Firms must assure themselves that the service being provided by the third party does not compromise the firm’s ability to ensure fair treatments of customers.
The FCA press release over the summer regarding introduced business explains that an authorised firm which accepts business from an introducer must meet its regulatory requirements. If customers are given unsuitable advice or information by an introducer, the authorised firm may be held responsible for this and be subject to regulatory action. The FCA is concerned at the increase it has seen in cases in which the introducer has an inappropriate influence on how the authorised firm carries out its business, in particular, where the introducer influences the final product choice. The FCA also has concerns where the authorised firm delegates regulated activities, for example by outsourcing their processes to unauthorised entities or to other authorised firms that do not have the relevant permissions, are not their appointed representatives or potentially do not have the necessary expertise or cultural alignment.
The FCA has set out the steps that firms should undertake to ensure that their relationships with introducers and lead generators meet regulatory expectations including an unsurprisingly robust due diligence and vetting procedure to ensure the introductions have been sourced legitimately and adequate systems and controls are in place to demonstrate you have full and complete ownership of the advice you are providing.
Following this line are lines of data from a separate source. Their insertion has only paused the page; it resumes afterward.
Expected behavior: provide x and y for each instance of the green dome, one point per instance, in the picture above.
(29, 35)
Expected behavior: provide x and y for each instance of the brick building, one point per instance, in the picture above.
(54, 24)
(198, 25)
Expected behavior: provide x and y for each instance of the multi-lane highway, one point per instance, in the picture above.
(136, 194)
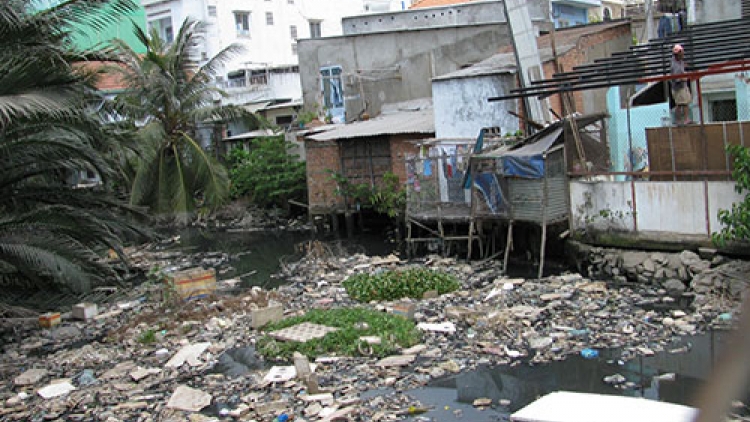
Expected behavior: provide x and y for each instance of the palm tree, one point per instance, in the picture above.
(170, 94)
(52, 234)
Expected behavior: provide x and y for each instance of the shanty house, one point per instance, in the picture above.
(363, 152)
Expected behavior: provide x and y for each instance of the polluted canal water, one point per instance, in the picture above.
(675, 374)
(255, 256)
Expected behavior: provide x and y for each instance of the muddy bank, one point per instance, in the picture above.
(143, 358)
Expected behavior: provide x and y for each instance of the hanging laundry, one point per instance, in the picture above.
(428, 167)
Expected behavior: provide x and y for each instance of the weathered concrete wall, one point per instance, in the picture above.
(402, 146)
(668, 209)
(473, 13)
(395, 66)
(621, 139)
(704, 11)
(461, 107)
(591, 47)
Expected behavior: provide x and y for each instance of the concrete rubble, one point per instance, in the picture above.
(146, 364)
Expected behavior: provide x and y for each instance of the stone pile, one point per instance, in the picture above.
(702, 277)
(140, 361)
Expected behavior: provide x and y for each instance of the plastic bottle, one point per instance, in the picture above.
(281, 418)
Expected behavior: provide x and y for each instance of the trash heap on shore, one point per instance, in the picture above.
(144, 359)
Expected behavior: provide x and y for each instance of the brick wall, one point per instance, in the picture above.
(588, 48)
(403, 146)
(322, 158)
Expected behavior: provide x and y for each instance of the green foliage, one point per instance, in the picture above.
(391, 285)
(353, 323)
(736, 221)
(52, 235)
(269, 174)
(386, 198)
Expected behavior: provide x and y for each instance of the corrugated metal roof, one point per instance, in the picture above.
(252, 134)
(419, 121)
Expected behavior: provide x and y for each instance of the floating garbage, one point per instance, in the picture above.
(589, 353)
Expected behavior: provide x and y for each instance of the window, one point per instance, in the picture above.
(242, 23)
(164, 27)
(168, 34)
(315, 29)
(333, 88)
(724, 110)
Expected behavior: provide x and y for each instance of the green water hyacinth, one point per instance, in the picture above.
(392, 285)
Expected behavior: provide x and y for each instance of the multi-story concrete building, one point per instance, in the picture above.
(266, 73)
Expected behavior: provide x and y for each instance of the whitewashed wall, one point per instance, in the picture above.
(461, 107)
(674, 208)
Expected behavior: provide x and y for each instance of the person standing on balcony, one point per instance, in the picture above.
(680, 87)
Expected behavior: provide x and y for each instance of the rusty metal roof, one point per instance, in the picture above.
(421, 121)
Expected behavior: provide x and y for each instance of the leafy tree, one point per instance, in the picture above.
(171, 95)
(52, 234)
(736, 221)
(269, 174)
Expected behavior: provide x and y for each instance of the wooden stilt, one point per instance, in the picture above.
(541, 250)
(471, 240)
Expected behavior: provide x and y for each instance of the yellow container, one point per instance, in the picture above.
(194, 283)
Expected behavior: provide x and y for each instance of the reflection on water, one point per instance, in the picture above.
(522, 384)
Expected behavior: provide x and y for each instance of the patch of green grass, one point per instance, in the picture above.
(391, 285)
(353, 323)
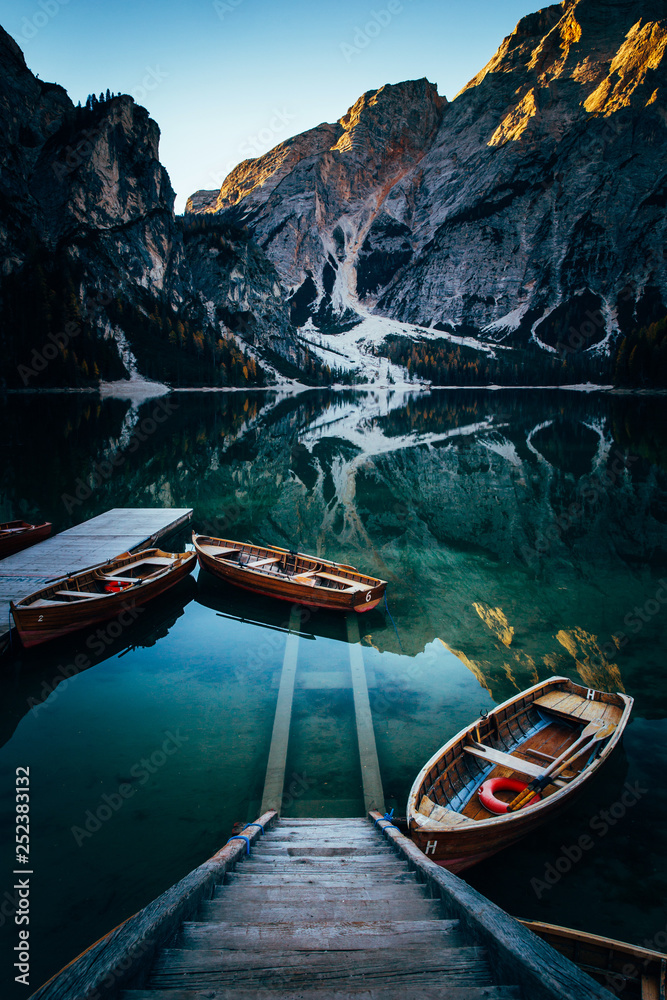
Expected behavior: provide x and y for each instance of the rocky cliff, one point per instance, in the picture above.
(99, 279)
(528, 210)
Even prior to this press release, we have seen this as an area of focus for the FCA going back almost 10 years.
Unfortunately if you get it wrong then you will face regulatory challenge, possible censure, fines and reputational damage. Senior individuals within a firm may also be challenged personally if you are a senior manager particularly in relation to the forthcoming extension of the Senior Managers regime to all regulated firms due to be implemented by 2018.
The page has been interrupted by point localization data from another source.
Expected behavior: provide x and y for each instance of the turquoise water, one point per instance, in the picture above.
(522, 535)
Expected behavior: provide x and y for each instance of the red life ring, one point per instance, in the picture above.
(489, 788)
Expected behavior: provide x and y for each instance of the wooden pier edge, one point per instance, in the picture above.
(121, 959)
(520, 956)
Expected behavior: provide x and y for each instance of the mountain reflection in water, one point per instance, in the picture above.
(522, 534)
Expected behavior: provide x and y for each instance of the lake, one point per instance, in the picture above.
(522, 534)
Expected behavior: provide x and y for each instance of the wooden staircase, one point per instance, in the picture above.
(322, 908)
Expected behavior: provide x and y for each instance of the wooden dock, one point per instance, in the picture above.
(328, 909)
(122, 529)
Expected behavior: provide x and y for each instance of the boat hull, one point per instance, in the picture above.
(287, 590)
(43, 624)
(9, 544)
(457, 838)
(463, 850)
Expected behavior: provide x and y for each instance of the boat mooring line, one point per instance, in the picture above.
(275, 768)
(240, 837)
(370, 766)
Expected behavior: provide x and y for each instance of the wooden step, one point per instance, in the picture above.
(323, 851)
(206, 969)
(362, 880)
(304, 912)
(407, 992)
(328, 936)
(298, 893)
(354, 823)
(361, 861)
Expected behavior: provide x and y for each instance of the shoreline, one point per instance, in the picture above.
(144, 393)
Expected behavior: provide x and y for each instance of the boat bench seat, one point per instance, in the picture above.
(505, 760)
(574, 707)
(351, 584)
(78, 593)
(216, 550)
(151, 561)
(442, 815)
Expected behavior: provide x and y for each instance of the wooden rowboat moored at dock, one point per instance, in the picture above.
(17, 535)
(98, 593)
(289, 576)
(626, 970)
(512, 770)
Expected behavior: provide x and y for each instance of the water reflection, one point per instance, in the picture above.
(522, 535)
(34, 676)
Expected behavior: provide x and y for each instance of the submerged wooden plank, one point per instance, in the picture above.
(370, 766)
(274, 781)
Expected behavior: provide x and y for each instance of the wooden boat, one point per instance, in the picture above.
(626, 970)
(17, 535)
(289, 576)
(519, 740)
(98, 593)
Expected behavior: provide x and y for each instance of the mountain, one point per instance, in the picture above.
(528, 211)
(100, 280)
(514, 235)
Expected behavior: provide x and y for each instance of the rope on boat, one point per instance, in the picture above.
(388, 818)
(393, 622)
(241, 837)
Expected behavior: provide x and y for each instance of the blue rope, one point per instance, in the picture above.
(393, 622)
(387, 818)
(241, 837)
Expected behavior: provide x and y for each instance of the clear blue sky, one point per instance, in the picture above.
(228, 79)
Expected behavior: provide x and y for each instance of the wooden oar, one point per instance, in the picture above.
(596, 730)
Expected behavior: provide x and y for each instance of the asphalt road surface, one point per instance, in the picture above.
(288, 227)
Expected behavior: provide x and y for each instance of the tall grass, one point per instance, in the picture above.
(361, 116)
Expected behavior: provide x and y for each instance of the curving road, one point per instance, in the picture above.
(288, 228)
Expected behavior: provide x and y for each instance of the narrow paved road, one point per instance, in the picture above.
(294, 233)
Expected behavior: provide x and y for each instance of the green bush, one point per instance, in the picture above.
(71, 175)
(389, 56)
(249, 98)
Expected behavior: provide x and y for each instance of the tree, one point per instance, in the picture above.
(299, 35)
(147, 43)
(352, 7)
What could the outcomes be on customers? Remediation programmes which could be significant if the issues are systemic? These are some of the risks that will be swept up into the wider governance aspect of a firm. How easy is it to assume that long standing relationships are working simply because they are long-standing? There is likely to be more risk that goes unchallenged on legacy relationships and service provision than new ones which may well have been subject to a more rigorous selection and audit process. Maybe now is the time to follow up on answering the question of who do we trust with our reputation.